When I was riding the bus at sixteen, seventeen, I had a job as a cashier at a toy store that paid $3.20 an hour. I was earning pocket money, not having to pay rent, but I was struggling to find my way in a world where my family’s rapid rise in socioeconomic status made us all lost in an arid landscape of white collar consumerism. My father declared himself a yuppie and resented any family expenditures. I rode the bus because it gave me a sense of safety from parental judgment. Once, on the bus I gave my number to a Haitian man with whom I spoke French. When he called my house, my mother told him never to call again.

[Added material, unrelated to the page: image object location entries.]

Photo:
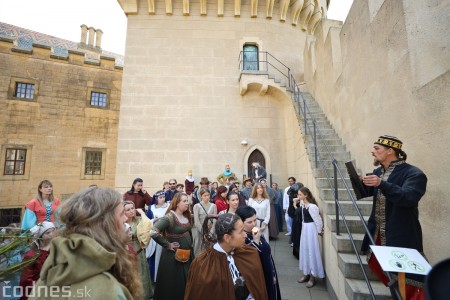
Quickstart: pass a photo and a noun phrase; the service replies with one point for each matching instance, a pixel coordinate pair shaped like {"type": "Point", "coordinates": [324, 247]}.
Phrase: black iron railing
{"type": "Point", "coordinates": [271, 66]}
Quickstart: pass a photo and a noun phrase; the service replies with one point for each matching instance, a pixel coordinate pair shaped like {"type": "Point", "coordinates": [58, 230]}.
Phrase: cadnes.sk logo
{"type": "Point", "coordinates": [43, 291]}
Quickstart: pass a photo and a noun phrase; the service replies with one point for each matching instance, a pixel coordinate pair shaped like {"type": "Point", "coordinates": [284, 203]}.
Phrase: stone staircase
{"type": "Point", "coordinates": [355, 285]}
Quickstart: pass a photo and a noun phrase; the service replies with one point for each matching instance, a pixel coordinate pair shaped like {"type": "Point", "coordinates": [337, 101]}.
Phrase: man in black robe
{"type": "Point", "coordinates": [397, 188]}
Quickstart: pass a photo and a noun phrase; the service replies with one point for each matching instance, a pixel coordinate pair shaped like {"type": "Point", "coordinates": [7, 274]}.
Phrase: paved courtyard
{"type": "Point", "coordinates": [288, 274]}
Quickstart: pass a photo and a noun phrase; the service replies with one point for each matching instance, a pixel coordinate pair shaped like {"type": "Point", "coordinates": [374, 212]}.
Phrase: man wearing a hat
{"type": "Point", "coordinates": [204, 183]}
{"type": "Point", "coordinates": [225, 175]}
{"type": "Point", "coordinates": [397, 188]}
{"type": "Point", "coordinates": [247, 188]}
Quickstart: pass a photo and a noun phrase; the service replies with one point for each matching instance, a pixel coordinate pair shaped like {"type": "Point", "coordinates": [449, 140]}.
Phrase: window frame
{"type": "Point", "coordinates": [27, 163]}
{"type": "Point", "coordinates": [91, 90]}
{"type": "Point", "coordinates": [85, 152]}
{"type": "Point", "coordinates": [13, 85]}
{"type": "Point", "coordinates": [256, 63]}
{"type": "Point", "coordinates": [15, 161]}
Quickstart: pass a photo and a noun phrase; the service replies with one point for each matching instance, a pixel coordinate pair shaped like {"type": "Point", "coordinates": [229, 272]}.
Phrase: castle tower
{"type": "Point", "coordinates": [183, 104]}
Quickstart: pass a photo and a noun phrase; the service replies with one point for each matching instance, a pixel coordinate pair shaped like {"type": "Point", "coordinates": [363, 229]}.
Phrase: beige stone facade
{"type": "Point", "coordinates": [186, 105]}
{"type": "Point", "coordinates": [182, 104]}
{"type": "Point", "coordinates": [386, 71]}
{"type": "Point", "coordinates": [57, 126]}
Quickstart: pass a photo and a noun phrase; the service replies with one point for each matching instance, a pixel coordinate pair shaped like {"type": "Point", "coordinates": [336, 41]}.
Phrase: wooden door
{"type": "Point", "coordinates": [255, 156]}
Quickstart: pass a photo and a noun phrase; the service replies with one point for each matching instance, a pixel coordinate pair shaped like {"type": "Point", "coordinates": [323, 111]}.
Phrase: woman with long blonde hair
{"type": "Point", "coordinates": [173, 233]}
{"type": "Point", "coordinates": [261, 203]}
{"type": "Point", "coordinates": [144, 272]}
{"type": "Point", "coordinates": [41, 208]}
{"type": "Point", "coordinates": [91, 251]}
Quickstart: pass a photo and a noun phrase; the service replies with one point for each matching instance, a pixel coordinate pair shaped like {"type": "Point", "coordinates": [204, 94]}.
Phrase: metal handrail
{"type": "Point", "coordinates": [316, 133]}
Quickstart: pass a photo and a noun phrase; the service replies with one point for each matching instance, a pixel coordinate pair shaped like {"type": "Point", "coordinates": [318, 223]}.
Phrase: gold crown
{"type": "Point", "coordinates": [389, 142]}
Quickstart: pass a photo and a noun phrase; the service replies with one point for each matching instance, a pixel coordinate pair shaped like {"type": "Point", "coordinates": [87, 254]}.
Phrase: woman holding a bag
{"type": "Point", "coordinates": [173, 233]}
{"type": "Point", "coordinates": [312, 227]}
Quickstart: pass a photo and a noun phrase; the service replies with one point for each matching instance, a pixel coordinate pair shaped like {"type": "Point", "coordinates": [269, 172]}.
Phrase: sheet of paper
{"type": "Point", "coordinates": [395, 259]}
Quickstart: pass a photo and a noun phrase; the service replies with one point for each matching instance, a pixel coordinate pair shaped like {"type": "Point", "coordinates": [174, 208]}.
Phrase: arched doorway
{"type": "Point", "coordinates": [255, 156]}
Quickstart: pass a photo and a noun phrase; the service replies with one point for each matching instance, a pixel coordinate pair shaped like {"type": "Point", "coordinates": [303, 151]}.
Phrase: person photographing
{"type": "Point", "coordinates": [397, 187]}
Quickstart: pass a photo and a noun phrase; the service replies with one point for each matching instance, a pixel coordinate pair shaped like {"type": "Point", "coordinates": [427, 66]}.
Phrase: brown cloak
{"type": "Point", "coordinates": [210, 277]}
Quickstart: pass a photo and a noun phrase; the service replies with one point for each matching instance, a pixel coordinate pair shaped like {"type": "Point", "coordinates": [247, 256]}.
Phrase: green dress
{"type": "Point", "coordinates": [172, 274]}
{"type": "Point", "coordinates": [144, 271]}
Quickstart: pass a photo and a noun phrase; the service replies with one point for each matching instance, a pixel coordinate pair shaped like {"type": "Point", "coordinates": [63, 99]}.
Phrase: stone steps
{"type": "Point", "coordinates": [348, 263]}
{"type": "Point", "coordinates": [355, 285]}
{"type": "Point", "coordinates": [347, 206]}
{"type": "Point", "coordinates": [353, 222]}
{"type": "Point", "coordinates": [356, 289]}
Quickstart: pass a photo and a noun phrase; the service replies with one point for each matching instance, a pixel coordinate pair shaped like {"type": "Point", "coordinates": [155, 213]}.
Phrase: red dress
{"type": "Point", "coordinates": [30, 274]}
{"type": "Point", "coordinates": [40, 211]}
{"type": "Point", "coordinates": [139, 199]}
{"type": "Point", "coordinates": [221, 204]}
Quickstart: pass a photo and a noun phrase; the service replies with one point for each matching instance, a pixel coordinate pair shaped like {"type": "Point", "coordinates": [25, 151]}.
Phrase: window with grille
{"type": "Point", "coordinates": [250, 58]}
{"type": "Point", "coordinates": [93, 163]}
{"type": "Point", "coordinates": [15, 160]}
{"type": "Point", "coordinates": [98, 99]}
{"type": "Point", "coordinates": [24, 90]}
{"type": "Point", "coordinates": [9, 215]}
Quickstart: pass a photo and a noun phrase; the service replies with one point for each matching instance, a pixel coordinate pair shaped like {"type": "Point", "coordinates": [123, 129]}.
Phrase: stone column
{"type": "Point", "coordinates": [91, 36]}
{"type": "Point", "coordinates": [83, 34]}
{"type": "Point", "coordinates": [98, 38]}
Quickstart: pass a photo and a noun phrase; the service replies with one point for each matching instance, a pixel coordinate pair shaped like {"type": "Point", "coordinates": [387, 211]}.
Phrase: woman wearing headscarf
{"type": "Point", "coordinates": [138, 195]}
{"type": "Point", "coordinates": [254, 239]}
{"type": "Point", "coordinates": [234, 269]}
{"type": "Point", "coordinates": [43, 207]}
{"type": "Point", "coordinates": [172, 232]}
{"type": "Point", "coordinates": [90, 253]}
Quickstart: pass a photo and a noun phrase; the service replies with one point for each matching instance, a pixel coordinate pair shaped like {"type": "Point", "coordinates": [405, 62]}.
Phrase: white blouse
{"type": "Point", "coordinates": [262, 209]}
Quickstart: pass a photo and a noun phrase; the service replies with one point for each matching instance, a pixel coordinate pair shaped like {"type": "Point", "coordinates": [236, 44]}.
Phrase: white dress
{"type": "Point", "coordinates": [154, 249]}
{"type": "Point", "coordinates": [201, 211]}
{"type": "Point", "coordinates": [310, 262]}
{"type": "Point", "coordinates": [262, 213]}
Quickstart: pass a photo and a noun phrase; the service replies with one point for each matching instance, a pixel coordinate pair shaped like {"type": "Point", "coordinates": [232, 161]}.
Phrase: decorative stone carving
{"type": "Point", "coordinates": [98, 38]}
{"type": "Point", "coordinates": [128, 6]}
{"type": "Point", "coordinates": [284, 5]}
{"type": "Point", "coordinates": [305, 15]}
{"type": "Point", "coordinates": [237, 8]}
{"type": "Point", "coordinates": [83, 34]}
{"type": "Point", "coordinates": [91, 36]}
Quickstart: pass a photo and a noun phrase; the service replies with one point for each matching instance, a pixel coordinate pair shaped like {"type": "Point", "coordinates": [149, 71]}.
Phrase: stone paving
{"type": "Point", "coordinates": [288, 274]}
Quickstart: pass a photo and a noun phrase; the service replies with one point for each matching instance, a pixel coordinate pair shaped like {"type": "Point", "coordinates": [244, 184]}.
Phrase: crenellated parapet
{"type": "Point", "coordinates": [306, 14]}
{"type": "Point", "coordinates": [11, 45]}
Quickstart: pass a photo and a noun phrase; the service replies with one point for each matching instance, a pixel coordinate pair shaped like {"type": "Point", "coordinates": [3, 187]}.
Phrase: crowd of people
{"type": "Point", "coordinates": [223, 225]}
{"type": "Point", "coordinates": [211, 239]}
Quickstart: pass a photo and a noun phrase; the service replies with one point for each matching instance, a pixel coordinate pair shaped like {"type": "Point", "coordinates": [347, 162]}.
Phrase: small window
{"type": "Point", "coordinates": [250, 58]}
{"type": "Point", "coordinates": [9, 215]}
{"type": "Point", "coordinates": [24, 90]}
{"type": "Point", "coordinates": [93, 163]}
{"type": "Point", "coordinates": [15, 161]}
{"type": "Point", "coordinates": [98, 99]}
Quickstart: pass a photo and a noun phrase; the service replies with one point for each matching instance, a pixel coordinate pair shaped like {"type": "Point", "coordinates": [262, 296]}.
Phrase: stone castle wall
{"type": "Point", "coordinates": [181, 106]}
{"type": "Point", "coordinates": [386, 71]}
{"type": "Point", "coordinates": [59, 123]}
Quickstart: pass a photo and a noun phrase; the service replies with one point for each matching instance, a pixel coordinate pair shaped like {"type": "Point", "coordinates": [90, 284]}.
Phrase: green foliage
{"type": "Point", "coordinates": [12, 248]}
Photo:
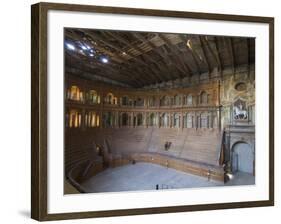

Mamdani makes us see and think about the bus rider. Some of you have never ridden the bus to work and home. Some of you have never taked public transportation or are proud to never have to take it again. Some of you are arguing about Leninism vs. Maoism and Mamdani’s significance to the struggle against global capitalism. I am thinking about the bus riders. And I am thankful that even if it just for a season that we think about them and use their experiences as our guiding political light, this is a moment to celebrate. The bus rider is always on my mind. That woman, late at night, riding the bus in some dark city, somewhere in the world, under those harsh lights, dreaming dreams about beauty and freedom, but worried about bills, debts and breakfast. Let her be for moment wreckers and naysayers. Let her smile to imagine that some of us want to shoulder her cares.



This made my day.
Love! One time I was visiting relatives in Miami, on my way back from Cuba, and I asked my cousin (rich lawyer- yes we're Jewish, lol) where the bus stop was. They didn't think there were ANY buses in their neighborhood, so I asked the nanny. There was a bus stop ON THE CORNER. I was able to jump on and visit some Cubans in a different neighborhood. These people didn't even know how their own employees got to work!